Le mouvement hip hop et particulièrement le rap a inspiré bon nombre de travaux scientifiques. En effet, c’est par la voie du rap que beaucoup de jeunes ont pu s’affirmer et se re-créer une identité. Plus qu’un simple mouvement musical, le rap est un terrain où se retrouvent tous les jeunes soucieux d’exercer un regard critique sur les pratiques sociales : le bon rappeur est celui qui s’implique dans les affaires sociales de sa communauté, qui dénonce les tares politiques, sociales et culturelles, qui s’attaque aux injustices et qui combat les vices.

Le rap est devenu une thématique scientifique qui intéresse les historiens, les sociologues, les linguistes, les sociolinguistes, les critiques d’art, etc. La plupart des travaux sur le rap ont mis l’accent sur le fait qu’il constitue un symbole fort de la quête identitaire (Auzanneau, 2001).  En sociolinguistique, à la suite de Calvet (2005) pour qui le point commun entre rappeurs Américains, Européens et Africains reste le caractère contestataire, les travaux de Auzanneau ont étudié le comment, par le langage, le rappeur a permis de construire cette nouvelle identité. « Les métissages » ont des valeurs significatives (Auzanneau, 2001).  Le rap est dès lors considéré comme moyen d’affirmation identitaire.  Si en occident, le rap a été l’affaire des jeunes issus de l’immigration ; en Afrique, il est l’outil des jeunes qui s’insurgent contre la mal gouvernance. Ces jeunes Africains sont désormais perçus comme des opposants du pouvoir. Au Sénégal, le mouvement contestataire « y en a marre » qui a beaucoup participé au renversement du pouvoir en 2012, est essentiellement composé de rappeurs.

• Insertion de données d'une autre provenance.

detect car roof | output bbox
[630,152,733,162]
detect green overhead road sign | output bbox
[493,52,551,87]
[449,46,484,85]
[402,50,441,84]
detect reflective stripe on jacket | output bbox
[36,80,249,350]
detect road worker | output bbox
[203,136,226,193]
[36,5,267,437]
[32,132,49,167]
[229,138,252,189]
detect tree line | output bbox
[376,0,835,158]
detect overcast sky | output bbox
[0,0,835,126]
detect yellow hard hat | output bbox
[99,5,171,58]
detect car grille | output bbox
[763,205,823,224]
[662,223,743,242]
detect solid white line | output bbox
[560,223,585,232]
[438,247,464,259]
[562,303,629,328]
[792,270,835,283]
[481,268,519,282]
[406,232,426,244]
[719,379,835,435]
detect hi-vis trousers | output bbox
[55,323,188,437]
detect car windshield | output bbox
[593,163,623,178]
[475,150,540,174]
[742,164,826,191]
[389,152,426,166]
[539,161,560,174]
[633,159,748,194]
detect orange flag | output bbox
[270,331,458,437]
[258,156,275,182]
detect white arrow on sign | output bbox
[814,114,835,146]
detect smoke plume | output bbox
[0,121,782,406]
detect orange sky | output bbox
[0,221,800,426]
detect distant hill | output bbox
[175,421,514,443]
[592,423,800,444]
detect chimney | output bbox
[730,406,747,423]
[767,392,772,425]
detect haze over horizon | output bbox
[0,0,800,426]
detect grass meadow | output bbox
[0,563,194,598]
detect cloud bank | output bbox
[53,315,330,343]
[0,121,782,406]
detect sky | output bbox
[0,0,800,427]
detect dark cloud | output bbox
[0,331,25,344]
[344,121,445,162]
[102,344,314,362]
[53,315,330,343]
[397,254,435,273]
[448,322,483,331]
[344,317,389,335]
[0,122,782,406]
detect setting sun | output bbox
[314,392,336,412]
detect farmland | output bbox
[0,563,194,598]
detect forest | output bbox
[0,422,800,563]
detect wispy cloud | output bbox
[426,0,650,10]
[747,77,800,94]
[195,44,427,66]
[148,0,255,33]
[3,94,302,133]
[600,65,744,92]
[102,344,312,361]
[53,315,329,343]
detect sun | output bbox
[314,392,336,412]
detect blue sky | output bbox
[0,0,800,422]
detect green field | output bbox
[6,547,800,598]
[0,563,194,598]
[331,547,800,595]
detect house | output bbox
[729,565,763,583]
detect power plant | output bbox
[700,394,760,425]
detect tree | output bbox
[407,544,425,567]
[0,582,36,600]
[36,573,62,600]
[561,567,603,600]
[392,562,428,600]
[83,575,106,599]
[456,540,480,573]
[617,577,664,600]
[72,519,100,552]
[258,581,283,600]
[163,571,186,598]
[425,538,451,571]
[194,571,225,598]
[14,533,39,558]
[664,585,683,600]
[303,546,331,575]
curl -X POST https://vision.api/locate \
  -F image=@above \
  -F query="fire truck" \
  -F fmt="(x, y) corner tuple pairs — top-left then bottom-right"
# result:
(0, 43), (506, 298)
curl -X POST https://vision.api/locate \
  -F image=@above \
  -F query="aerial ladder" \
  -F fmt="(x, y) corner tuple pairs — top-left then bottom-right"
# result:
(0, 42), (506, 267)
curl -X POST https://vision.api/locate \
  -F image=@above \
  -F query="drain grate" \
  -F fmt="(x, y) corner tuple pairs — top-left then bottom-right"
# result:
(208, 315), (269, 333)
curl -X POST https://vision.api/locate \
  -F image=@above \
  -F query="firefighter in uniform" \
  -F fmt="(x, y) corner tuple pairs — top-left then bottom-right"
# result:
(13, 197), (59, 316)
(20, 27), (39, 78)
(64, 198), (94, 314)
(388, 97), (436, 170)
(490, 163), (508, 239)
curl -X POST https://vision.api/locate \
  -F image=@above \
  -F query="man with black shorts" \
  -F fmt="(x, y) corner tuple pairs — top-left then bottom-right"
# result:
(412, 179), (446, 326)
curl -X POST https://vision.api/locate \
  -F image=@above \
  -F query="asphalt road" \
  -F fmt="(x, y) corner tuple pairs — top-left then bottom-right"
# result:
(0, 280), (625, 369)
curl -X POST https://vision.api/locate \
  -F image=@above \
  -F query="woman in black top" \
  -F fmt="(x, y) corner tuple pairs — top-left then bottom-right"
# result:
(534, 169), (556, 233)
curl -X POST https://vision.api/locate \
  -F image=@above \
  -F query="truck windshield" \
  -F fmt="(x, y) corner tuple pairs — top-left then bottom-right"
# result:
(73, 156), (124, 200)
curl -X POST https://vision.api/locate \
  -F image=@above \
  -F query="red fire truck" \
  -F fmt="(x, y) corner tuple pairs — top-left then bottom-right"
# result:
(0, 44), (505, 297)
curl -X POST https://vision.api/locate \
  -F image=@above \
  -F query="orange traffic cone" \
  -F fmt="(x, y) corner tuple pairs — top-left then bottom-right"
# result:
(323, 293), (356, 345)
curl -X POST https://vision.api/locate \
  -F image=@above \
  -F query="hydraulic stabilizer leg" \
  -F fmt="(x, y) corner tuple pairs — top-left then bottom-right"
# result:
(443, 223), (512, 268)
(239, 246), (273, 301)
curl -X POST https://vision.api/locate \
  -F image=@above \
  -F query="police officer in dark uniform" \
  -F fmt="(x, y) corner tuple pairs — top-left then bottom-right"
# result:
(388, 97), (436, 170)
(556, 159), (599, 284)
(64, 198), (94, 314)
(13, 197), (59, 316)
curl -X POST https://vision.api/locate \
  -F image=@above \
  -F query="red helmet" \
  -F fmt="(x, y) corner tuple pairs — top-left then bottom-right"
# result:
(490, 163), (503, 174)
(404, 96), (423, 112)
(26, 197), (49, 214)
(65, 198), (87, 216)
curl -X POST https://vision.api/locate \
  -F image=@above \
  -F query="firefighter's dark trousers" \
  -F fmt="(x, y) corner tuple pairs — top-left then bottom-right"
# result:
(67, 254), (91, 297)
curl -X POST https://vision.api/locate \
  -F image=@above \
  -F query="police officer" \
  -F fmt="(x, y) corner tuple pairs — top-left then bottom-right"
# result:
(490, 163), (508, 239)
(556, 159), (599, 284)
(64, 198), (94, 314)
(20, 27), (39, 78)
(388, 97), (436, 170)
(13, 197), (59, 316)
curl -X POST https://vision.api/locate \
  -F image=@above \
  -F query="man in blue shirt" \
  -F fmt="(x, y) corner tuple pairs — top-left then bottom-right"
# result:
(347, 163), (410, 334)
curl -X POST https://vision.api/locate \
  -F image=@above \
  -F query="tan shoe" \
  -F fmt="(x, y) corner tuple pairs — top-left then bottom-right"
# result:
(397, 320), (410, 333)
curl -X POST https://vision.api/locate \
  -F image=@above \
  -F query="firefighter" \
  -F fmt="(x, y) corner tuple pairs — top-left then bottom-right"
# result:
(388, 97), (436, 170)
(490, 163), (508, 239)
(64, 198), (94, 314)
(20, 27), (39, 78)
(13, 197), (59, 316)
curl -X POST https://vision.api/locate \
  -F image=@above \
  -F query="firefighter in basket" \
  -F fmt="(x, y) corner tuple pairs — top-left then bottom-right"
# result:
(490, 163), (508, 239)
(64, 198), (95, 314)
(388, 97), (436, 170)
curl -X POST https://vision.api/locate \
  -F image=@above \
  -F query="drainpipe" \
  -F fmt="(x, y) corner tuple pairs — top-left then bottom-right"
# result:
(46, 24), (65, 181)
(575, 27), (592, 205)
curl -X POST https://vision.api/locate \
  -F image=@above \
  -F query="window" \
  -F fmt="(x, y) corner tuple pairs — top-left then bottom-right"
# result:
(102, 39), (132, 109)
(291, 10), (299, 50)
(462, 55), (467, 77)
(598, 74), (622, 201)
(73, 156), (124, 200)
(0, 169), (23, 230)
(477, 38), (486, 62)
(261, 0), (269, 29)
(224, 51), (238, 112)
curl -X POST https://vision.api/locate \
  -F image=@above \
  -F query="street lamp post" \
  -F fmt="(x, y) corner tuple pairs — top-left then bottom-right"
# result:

Le rap est également analysé sous l’angle d’un enrichissement stylistique qui a servi de prétexte aux chercheurs pour en étudier l’applicabilité à un champ didactique (Dramé, 2010). L’héritage historique du Sénégal a fait que jusqu’ici, l’enseignement de la poésie au lycée, s’illustre souvent par des poètes français. Cependant, avec le développement fulgurant du rap et du slam, la didactique des écrits poétiques s’ouvrent petit à petit à une diversification des textes servant de supports pédagogiques du fait de la créativité des auteurs (Dramé et Ndiaye, 2012). De nouvelles figures de style comme le verlan, le next-level et le punch-line peuvent désormais être intégrées dans l’exercice dit « explication de texte » au secondaire (SOW, 2016). L’approche de l’interprétation de l’argot contenu dans les textes de rap (Dramé, 2010) est aussi prise en compte et laisse transparaître ainsi une ouverture sur le registre linguistique employé. Si le rap est d’abord une affaire de rue, il est également et obligatoirement le point de chute des expressions argotiques. Parce qu’il est une affaire de jeunes et de jeunesse, le rap a fait éclore un grand intérêt chez les sociolinguistes de la variation. Les différences des parlers « avec les pairs vs avec les pères » que relève Auzanneau montrent bien le caractère variable du type de discours, de la forme du langage et du choix de la langue d’élocution.

Sous un angle sociologique, l’hybridité sociale qui se dégage du rap, est vue comme facteur favorisant un nouvel élan porté vers la religion islamique (NIANG, 2014), car le mixage « sacré et profane » donne bien un aperçu sur le rôle stabilisateur qu’il pourrait jouer. En effet, en tant que fait social, le rap renferme désormais une dimension lui permettant à la limite de légiférer, quand bien même il s’agirait d’un problème qui touche le sacré. Les barricades sont levées et le rap se propose de braver tous les écueils pour la cause sociale.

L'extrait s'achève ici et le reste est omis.